Publisher: Duke University Press
ISBN: 1478012838
Category : History
Languages : en
Pages : 209
Book Description
In Claiming Union Widowhood, Brandi Clay Brimmer analyzes the US pension system from the perspective of poor black women during and after the Civil War. Reconstructing the grassroots pension network in New Bern, North Carolina, through a broad range of historical sources, she outlines how the mothers, wives, and widows of black Union soldiers struggled to claim pensions in the face of evidentiary obstacles and personal scrutiny.
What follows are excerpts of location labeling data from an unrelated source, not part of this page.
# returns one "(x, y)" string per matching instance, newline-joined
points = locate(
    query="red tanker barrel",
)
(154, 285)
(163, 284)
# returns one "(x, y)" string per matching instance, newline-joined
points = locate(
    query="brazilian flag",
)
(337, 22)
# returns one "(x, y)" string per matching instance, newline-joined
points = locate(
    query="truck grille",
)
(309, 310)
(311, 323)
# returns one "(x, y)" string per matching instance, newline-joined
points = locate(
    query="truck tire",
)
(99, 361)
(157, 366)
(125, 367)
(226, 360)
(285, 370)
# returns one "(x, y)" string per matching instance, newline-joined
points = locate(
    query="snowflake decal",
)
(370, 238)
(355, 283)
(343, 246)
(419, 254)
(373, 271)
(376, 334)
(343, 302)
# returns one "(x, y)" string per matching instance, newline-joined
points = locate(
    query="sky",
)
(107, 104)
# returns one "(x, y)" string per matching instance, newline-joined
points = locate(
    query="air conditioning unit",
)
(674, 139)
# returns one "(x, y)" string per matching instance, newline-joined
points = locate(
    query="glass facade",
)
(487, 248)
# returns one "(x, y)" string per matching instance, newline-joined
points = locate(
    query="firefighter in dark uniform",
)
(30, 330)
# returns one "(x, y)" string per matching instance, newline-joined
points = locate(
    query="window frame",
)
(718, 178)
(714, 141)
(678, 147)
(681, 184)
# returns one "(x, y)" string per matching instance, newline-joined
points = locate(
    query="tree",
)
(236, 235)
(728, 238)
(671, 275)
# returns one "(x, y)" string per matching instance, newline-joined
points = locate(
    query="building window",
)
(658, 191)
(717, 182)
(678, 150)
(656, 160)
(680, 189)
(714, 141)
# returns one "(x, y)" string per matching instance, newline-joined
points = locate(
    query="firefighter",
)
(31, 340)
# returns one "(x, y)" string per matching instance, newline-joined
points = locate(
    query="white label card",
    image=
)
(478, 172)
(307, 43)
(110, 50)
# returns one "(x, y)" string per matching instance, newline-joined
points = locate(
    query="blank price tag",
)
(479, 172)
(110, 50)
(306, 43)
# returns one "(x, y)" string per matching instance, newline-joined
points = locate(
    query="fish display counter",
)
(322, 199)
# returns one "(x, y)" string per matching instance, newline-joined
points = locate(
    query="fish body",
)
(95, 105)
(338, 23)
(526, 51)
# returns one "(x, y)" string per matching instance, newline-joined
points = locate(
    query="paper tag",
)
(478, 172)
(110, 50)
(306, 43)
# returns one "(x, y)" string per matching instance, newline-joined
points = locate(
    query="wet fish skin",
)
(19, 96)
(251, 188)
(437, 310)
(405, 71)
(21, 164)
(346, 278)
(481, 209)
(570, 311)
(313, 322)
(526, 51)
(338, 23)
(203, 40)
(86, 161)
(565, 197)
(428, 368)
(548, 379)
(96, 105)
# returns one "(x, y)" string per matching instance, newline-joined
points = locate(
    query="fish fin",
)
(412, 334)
Brimmer exposes and examines the numerous attempts by the federal government to exclude black women from receiving the federal pensions that they had been promised. Her analyses illustrate the complexities of social policy and law administration and the interconnectedness of race, gender, and class formation. Expanding on previous analyses of pension records, Brimmer offers an interpretive framework of emancipation and the freedom narrative that places black women at the forefront of demands for black citizenship.